Thursday, August 2, 2012

A Mathematical View of Track and Field World Records

A Mathematical View of Track and Field World Records | Inside Science: "A mathematician has developed a new model that can estimate which track and field world records are the most likely to be broken.

Brian Godsey, a graduate student in mathematics at the Vienna University of Technology in Austria, recently published a paper including computations of the likelihood of record-setting performances in 48 different men's and women's track and field events during this calendar year.

Godsey's paper did not directly address the likelihood of an athlete setting a track and field world record at the 2012 London Olympics, but his analysis suggests that viewers should keep a close watch on the men's 110-meter hurdles and three women's events, the 5,000-meter and 3000-meter steeplechase races, as wells as the  hammer throw. There is a 95 percent chance that the women's steeplechase record will be broken this year, Godsey wrote in the Journal of Quantitative Analysis in Sports.

Godsey gives competitors a better-than-10 percent chance of besting the world record in 22 events during this calendar year, 18 of which will be contested at the Olympics. Numerous records, however, seem far out of reach.

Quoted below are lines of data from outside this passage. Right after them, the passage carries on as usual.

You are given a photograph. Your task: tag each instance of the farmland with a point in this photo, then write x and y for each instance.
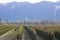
(30, 32)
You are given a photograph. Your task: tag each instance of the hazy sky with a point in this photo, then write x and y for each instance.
(31, 1)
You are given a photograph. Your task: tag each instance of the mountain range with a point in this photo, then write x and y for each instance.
(20, 10)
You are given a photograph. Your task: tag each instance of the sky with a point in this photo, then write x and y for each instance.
(31, 1)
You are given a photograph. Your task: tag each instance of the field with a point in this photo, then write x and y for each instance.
(31, 32)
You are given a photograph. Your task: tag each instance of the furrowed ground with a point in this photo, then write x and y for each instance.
(30, 32)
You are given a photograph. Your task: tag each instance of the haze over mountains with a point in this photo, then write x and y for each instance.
(20, 10)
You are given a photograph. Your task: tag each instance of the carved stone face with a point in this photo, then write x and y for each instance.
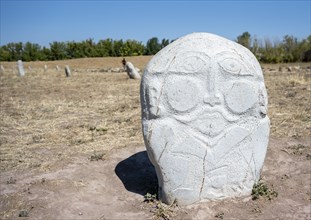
(204, 107)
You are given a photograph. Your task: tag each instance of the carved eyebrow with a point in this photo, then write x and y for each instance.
(234, 66)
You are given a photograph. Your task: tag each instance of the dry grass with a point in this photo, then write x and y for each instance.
(47, 119)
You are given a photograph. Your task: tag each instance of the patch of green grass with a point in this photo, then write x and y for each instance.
(97, 156)
(220, 215)
(159, 209)
(261, 189)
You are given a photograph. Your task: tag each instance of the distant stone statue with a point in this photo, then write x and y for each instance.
(20, 68)
(130, 69)
(204, 106)
(67, 71)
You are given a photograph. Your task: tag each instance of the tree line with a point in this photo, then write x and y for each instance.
(290, 49)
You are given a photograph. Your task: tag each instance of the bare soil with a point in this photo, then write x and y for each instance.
(72, 148)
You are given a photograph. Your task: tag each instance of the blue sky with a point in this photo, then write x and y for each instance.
(46, 21)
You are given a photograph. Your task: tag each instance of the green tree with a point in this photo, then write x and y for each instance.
(31, 52)
(58, 50)
(152, 46)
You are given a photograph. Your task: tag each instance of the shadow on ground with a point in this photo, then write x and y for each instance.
(138, 174)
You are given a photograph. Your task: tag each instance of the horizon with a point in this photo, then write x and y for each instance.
(63, 21)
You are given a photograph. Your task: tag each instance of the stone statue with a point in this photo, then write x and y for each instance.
(130, 69)
(204, 119)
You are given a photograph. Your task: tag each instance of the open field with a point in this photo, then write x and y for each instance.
(67, 143)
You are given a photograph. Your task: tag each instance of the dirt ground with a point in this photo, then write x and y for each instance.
(72, 148)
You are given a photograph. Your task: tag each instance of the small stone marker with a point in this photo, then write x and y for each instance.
(131, 70)
(20, 68)
(67, 71)
(204, 106)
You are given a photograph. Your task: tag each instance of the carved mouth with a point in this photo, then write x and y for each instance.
(211, 124)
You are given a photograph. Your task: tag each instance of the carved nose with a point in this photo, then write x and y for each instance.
(212, 100)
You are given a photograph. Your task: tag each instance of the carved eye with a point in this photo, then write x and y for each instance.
(181, 94)
(231, 64)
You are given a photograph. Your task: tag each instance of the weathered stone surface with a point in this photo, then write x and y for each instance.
(2, 70)
(67, 71)
(20, 68)
(131, 71)
(204, 106)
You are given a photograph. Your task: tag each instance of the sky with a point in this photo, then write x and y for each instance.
(46, 21)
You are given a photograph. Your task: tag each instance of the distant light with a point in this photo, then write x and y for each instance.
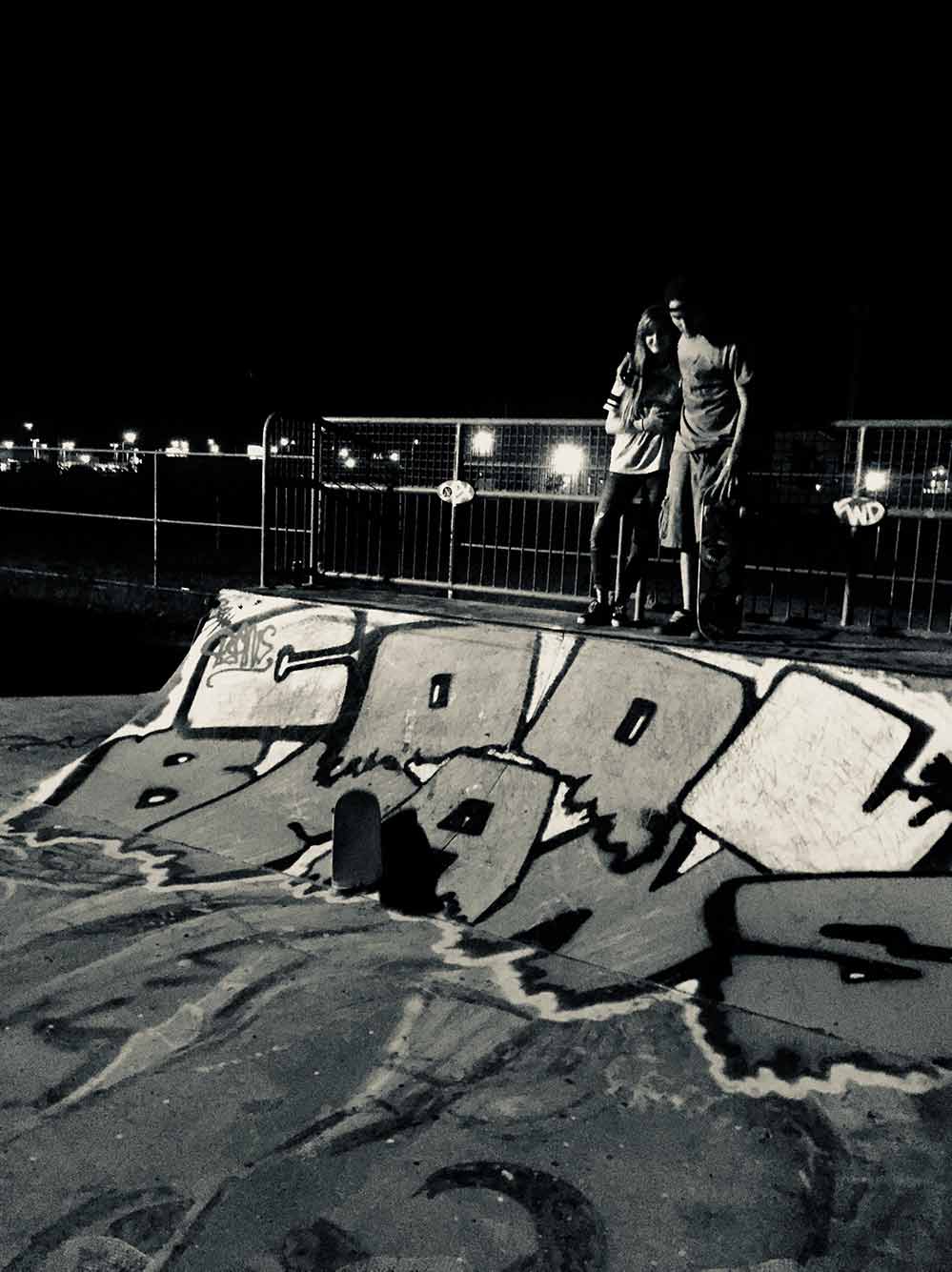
(484, 441)
(568, 459)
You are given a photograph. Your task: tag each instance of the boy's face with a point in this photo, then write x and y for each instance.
(683, 315)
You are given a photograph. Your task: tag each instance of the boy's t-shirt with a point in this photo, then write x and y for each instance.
(709, 374)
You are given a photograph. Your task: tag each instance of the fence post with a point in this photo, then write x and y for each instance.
(849, 581)
(264, 494)
(314, 500)
(154, 518)
(452, 512)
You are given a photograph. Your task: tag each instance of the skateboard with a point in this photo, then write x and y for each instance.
(720, 569)
(355, 857)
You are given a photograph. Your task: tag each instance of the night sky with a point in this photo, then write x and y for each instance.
(454, 262)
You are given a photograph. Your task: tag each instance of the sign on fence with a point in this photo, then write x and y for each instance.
(456, 491)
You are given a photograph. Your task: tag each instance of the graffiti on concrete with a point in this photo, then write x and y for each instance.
(765, 834)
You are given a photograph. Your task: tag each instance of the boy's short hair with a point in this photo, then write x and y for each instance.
(681, 288)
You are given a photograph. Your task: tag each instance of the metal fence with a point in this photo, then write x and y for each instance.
(356, 497)
(158, 518)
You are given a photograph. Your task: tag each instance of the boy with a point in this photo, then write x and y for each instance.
(717, 380)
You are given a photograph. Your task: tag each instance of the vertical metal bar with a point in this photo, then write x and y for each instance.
(538, 539)
(264, 494)
(934, 575)
(312, 505)
(427, 542)
(875, 577)
(154, 518)
(849, 579)
(915, 573)
(457, 448)
(891, 617)
(578, 549)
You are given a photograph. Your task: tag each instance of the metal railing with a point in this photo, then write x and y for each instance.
(357, 497)
(158, 518)
(361, 502)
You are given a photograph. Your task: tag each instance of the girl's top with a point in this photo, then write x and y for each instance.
(637, 451)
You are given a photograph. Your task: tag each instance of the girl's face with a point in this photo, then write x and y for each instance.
(657, 340)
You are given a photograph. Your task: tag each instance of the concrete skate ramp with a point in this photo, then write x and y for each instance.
(766, 834)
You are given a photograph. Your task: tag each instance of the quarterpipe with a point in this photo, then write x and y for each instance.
(761, 834)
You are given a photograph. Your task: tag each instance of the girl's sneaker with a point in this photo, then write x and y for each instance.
(598, 615)
(681, 623)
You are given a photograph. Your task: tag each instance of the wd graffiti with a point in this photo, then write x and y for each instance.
(249, 649)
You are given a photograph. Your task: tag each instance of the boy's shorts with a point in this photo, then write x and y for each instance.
(690, 475)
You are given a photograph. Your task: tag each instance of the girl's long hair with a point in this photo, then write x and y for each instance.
(655, 318)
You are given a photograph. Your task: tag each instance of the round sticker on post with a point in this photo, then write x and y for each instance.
(456, 493)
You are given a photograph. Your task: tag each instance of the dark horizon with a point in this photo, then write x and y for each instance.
(201, 336)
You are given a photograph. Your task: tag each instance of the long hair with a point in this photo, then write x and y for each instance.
(655, 318)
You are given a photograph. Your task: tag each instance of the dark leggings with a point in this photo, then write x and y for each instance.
(618, 498)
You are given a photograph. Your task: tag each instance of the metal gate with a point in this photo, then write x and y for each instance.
(505, 508)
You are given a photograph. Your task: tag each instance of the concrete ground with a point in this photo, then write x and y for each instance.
(214, 1065)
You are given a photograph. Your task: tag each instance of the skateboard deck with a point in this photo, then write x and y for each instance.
(720, 569)
(355, 857)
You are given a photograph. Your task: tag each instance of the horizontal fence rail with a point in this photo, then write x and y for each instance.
(359, 497)
(178, 519)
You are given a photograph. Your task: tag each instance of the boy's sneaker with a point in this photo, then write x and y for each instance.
(598, 615)
(681, 623)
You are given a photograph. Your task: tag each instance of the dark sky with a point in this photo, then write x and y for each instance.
(186, 277)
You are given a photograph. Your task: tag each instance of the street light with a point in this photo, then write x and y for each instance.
(568, 459)
(482, 441)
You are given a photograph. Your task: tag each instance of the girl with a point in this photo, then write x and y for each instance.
(644, 407)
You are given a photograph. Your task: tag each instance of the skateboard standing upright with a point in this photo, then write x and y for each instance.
(720, 568)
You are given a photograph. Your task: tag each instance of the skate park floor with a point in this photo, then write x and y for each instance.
(212, 1065)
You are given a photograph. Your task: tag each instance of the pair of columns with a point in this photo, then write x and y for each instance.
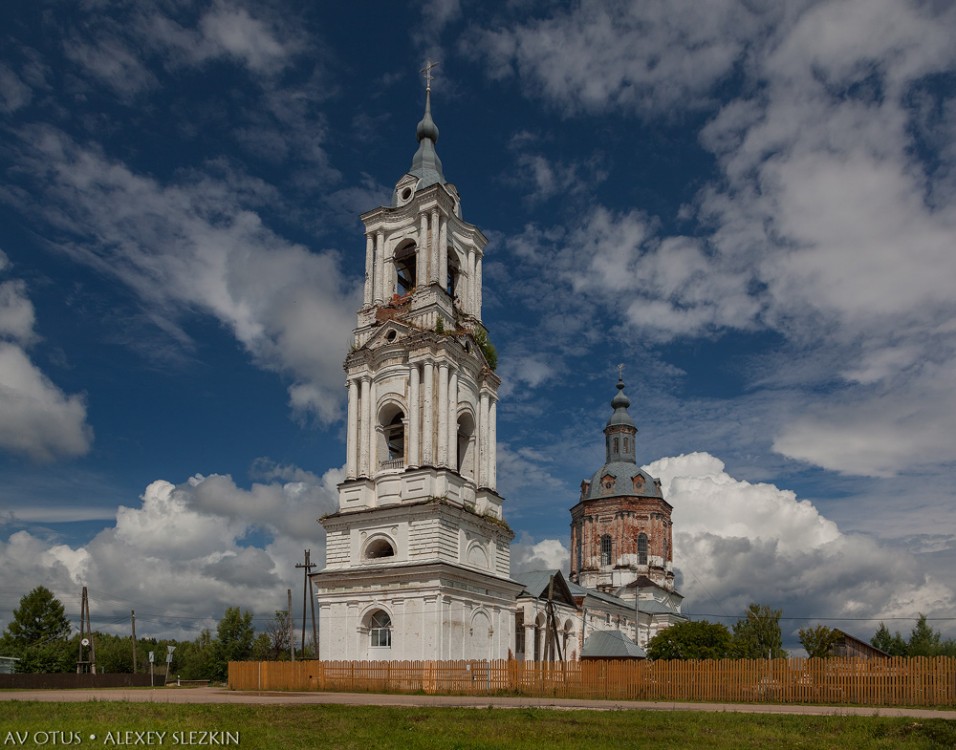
(431, 434)
(431, 264)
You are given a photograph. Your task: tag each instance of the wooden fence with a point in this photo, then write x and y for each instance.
(914, 681)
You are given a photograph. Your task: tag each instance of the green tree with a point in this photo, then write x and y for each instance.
(39, 634)
(279, 635)
(924, 641)
(894, 645)
(818, 640)
(758, 635)
(234, 640)
(691, 640)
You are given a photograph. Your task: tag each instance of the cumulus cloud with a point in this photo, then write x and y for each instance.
(198, 244)
(184, 553)
(647, 56)
(831, 220)
(39, 419)
(737, 542)
(528, 555)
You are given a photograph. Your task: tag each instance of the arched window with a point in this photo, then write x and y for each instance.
(466, 448)
(606, 549)
(380, 629)
(379, 548)
(392, 444)
(405, 267)
(451, 281)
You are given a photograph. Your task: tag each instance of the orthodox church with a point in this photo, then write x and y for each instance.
(418, 563)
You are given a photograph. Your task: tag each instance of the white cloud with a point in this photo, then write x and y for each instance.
(832, 220)
(14, 93)
(39, 420)
(737, 542)
(528, 555)
(185, 552)
(16, 311)
(197, 244)
(233, 32)
(648, 56)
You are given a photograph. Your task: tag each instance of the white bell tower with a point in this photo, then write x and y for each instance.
(417, 555)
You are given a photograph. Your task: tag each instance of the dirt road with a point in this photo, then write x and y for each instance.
(222, 695)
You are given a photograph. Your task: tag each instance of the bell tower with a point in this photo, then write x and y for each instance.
(417, 555)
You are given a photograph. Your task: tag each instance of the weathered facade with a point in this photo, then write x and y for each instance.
(621, 527)
(418, 555)
(418, 552)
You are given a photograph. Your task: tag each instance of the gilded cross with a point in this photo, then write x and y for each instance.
(427, 70)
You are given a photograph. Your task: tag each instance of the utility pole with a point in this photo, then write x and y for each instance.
(288, 617)
(132, 619)
(86, 638)
(306, 567)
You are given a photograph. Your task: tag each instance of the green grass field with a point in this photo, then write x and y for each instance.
(114, 724)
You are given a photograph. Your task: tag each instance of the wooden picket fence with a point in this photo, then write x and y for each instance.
(901, 681)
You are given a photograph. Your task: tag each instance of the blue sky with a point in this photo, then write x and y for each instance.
(750, 207)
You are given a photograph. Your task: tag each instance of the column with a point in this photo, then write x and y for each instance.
(414, 428)
(483, 476)
(351, 433)
(453, 420)
(434, 273)
(493, 444)
(421, 263)
(428, 456)
(363, 430)
(369, 269)
(380, 291)
(477, 310)
(371, 430)
(443, 252)
(443, 414)
(469, 296)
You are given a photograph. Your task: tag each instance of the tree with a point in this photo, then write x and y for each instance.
(38, 634)
(758, 635)
(279, 635)
(818, 640)
(234, 639)
(924, 641)
(894, 645)
(691, 640)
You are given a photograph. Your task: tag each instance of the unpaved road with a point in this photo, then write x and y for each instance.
(222, 695)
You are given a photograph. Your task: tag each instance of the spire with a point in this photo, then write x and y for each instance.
(620, 431)
(426, 165)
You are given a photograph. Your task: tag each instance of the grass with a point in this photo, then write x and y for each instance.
(346, 727)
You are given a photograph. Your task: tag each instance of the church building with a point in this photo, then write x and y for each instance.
(418, 552)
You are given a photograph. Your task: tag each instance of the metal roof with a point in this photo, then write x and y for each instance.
(611, 644)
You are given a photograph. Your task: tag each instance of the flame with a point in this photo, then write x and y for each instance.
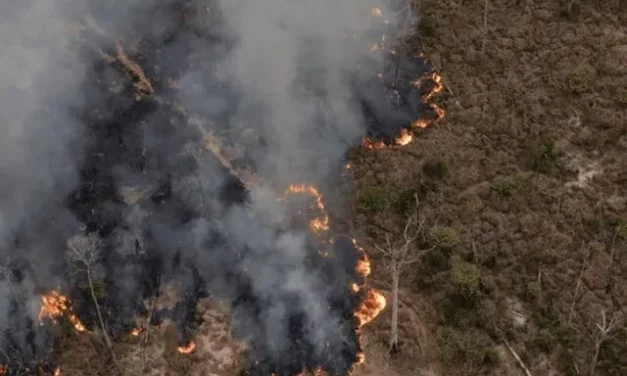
(405, 138)
(420, 123)
(54, 305)
(373, 144)
(354, 287)
(361, 358)
(318, 224)
(187, 349)
(370, 308)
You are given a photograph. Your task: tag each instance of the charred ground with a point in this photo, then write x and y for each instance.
(144, 190)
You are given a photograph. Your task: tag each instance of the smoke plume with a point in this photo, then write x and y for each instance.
(107, 109)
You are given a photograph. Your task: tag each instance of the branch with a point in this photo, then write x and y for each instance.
(518, 358)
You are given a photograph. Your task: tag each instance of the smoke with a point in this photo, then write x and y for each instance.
(281, 81)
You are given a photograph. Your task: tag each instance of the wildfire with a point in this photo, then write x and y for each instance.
(370, 308)
(317, 224)
(405, 138)
(54, 305)
(187, 349)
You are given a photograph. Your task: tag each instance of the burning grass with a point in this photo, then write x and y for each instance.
(337, 261)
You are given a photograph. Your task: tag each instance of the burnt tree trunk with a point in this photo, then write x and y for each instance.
(394, 323)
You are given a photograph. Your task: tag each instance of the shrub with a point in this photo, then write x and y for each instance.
(405, 201)
(580, 81)
(435, 169)
(427, 26)
(544, 158)
(468, 347)
(444, 237)
(503, 187)
(569, 9)
(466, 278)
(373, 199)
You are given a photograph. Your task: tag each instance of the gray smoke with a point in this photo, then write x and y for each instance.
(290, 66)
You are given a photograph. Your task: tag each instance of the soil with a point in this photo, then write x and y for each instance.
(527, 168)
(534, 144)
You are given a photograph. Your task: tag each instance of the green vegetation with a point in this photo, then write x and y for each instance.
(427, 25)
(580, 81)
(444, 237)
(436, 169)
(544, 158)
(372, 199)
(503, 187)
(569, 9)
(466, 279)
(466, 347)
(612, 360)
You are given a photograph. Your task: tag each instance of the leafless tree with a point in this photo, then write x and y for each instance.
(605, 327)
(401, 253)
(84, 252)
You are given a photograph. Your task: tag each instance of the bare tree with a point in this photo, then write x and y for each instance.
(400, 254)
(84, 253)
(605, 328)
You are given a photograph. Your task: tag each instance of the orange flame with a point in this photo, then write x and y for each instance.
(54, 305)
(186, 349)
(404, 139)
(370, 308)
(361, 358)
(318, 224)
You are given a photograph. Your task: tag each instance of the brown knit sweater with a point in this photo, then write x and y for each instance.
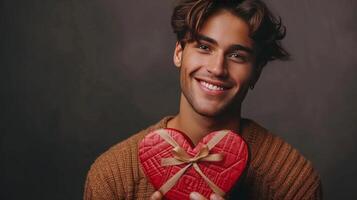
(276, 170)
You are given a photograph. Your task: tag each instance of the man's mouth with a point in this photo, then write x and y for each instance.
(211, 86)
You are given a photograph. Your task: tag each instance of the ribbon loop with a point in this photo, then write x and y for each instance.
(180, 156)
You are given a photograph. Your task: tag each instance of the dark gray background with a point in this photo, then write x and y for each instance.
(79, 76)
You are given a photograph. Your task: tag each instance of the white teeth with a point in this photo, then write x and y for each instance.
(211, 86)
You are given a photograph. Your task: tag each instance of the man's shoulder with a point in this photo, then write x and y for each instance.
(278, 165)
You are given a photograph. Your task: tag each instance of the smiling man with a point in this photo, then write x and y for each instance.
(222, 47)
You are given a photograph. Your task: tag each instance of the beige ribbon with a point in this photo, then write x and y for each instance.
(180, 156)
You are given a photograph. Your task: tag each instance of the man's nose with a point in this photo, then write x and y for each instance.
(217, 65)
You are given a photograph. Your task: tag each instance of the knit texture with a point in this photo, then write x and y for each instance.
(275, 170)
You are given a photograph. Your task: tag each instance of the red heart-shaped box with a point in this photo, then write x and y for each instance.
(224, 173)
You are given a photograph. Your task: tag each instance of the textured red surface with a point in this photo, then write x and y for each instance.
(224, 173)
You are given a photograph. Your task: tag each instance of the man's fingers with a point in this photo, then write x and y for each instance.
(198, 196)
(156, 196)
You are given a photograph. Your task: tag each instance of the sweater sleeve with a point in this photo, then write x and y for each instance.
(103, 181)
(116, 174)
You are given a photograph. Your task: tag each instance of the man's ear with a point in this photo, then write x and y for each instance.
(255, 77)
(178, 54)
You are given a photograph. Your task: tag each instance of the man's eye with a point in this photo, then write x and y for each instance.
(203, 47)
(238, 57)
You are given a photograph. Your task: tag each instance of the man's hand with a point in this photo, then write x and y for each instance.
(193, 196)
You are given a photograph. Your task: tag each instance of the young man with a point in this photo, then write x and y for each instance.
(222, 47)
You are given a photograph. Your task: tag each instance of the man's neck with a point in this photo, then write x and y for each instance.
(196, 126)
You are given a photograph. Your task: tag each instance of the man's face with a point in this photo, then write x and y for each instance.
(215, 70)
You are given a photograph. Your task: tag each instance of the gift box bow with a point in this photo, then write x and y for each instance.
(200, 155)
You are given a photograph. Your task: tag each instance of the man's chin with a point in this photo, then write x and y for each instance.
(210, 113)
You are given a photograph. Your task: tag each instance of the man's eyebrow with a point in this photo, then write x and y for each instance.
(235, 47)
(206, 38)
(241, 48)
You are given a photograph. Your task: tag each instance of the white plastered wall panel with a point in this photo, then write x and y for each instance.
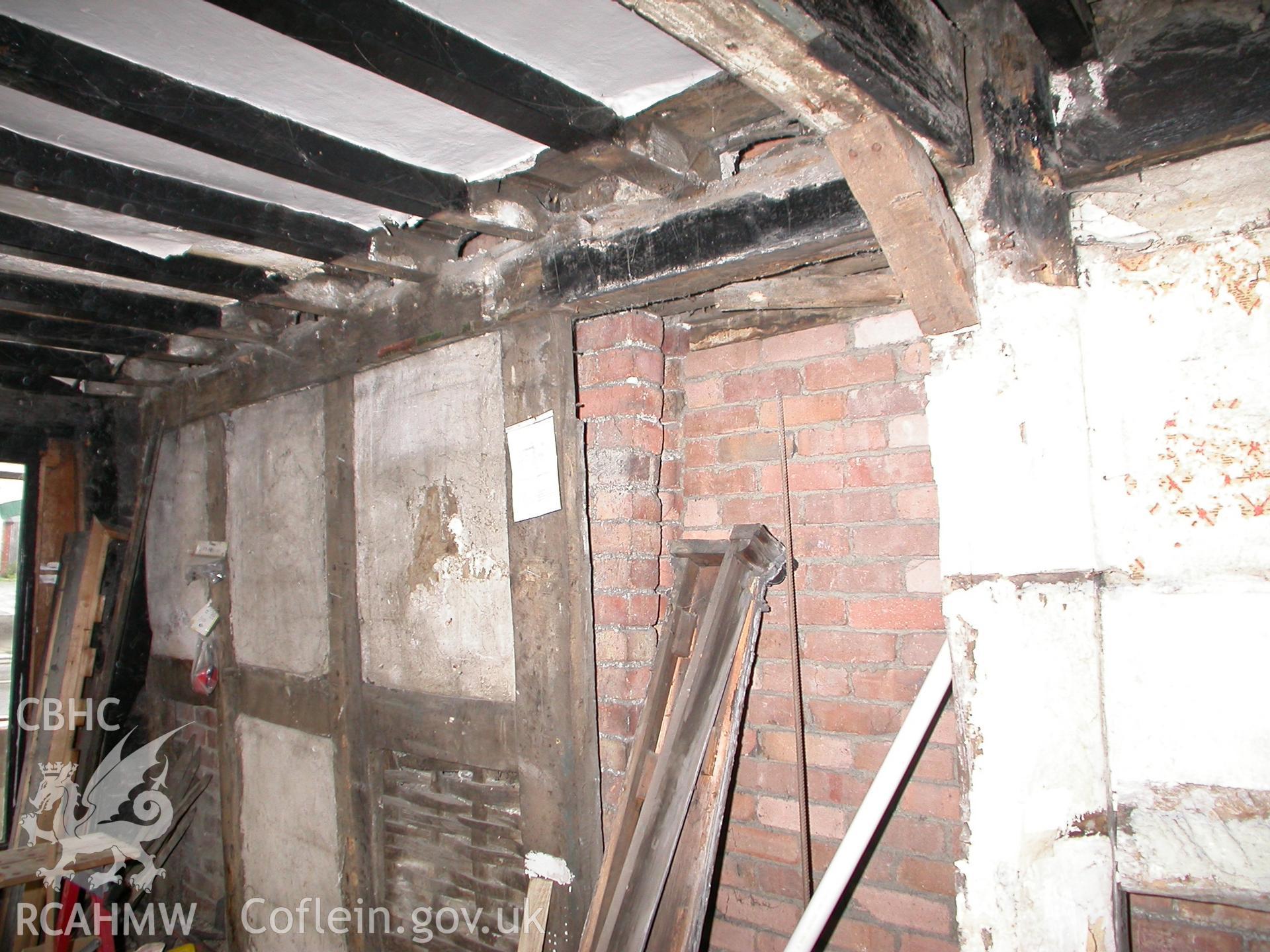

This year, no woman has come within 5 seconds of the 3:50.46 record for the 1500-meter run, set in 1993 by Qu Yunxia of China. Godsey predicted a less than one one-hundredth of a percent chance of the record falling in 2012. Most of the event's top historical times are from the 1980s and 1990s. That's also true for numerous other events. Performances from the 1980s currently hold the record in 13 of the events Godsey reviewed."